Friday, September 11, 2015

The Dilemma Of Women In Film

I came across this recently on Facebook:
Several points there. First, Hollywood's entire business is about constructed realities. While I couldn't find the source material here — neither FiveThirtyEight.com nor Google turn up this graph — someone is getting their panties in a bunch over the number of men vs. women onscreen? So what? The obvious rejoinder would be, well, MONAYZ:
Using Bechdel test data, we analyzed 1,615 films released from 1990 to 2013 to examine the relationship between the prominence of women in a film and that film’s budget and gross profits. We found that the median budget of movies that passed the test — those that featured a conversation between two women about something other than a man — was substantially lower than the median budget of all films in the sample. What’s more, we found that the data doesn’t appear to support the persistent Hollywood belief that films featuring women do worse at the box office. Instead, we found evidence that films that feature meaningful interactions between women may in fact have a better return on investment, overall, than films that don’t.
So it seems possible that there are two effects here (at least!):
  1. Films passing the Bechdel test have better return on investment.
  2. They also have lower budgets.
 The second point suggests studios are unwilling to make the sorts of budgetary mistakes on such films they more readily do on other sorts of films, i.e. there is a kind of discipline involved in making character-driven stories that does not attach to, say, cop buddy pictures or action-adventure films. If the second point drives the first, it points to the Bechdel test as a sign, not a cause.
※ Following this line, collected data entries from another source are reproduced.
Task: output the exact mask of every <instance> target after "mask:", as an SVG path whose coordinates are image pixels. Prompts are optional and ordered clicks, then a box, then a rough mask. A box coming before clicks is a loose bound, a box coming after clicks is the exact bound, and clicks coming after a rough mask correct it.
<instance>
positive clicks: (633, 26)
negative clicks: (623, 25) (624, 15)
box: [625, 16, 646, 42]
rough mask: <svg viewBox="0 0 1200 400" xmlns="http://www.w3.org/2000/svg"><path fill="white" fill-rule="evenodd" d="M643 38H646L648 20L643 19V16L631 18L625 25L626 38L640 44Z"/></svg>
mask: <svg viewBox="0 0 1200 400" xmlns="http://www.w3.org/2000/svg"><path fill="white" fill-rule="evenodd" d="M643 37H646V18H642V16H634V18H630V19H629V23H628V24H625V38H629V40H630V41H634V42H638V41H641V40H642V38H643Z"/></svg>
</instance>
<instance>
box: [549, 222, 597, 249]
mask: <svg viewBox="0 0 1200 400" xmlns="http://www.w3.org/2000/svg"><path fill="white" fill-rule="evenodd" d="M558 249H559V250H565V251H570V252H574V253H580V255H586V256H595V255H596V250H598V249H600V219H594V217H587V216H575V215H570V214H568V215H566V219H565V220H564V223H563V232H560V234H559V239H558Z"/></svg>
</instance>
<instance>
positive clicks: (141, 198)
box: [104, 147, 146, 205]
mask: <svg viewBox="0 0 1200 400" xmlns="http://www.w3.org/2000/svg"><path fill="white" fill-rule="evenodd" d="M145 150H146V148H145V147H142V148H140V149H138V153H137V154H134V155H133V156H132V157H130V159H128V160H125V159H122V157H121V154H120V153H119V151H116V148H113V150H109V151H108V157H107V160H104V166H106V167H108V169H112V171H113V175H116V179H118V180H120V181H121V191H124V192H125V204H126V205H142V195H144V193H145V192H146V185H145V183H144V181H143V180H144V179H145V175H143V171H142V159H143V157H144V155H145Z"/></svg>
The way forward is unclear, at best; losing money in Hollywood is axiomatic, and informs their rapacious accounting. It does not seem likely, for the reason that film making is both a business and an art, that producers or investors will be particularly eager to have a mechanistic version of the NFL's Rooney Rule, as proposed by Stacy L. Smith in the Hollywood Reporter; accounting for every person onscreen rings of the old Communist art machine that demanded conformance to socialist realism, whatever that meant. If advocates like Geena Davis want films with more women in them, go her; and let her also finance them and take the risks such necessarily entail. Telling others how to run their lives without taking that risk is the first sign of a fraud. Yet there may well be entirely sound commercial reasons for changing the status quo.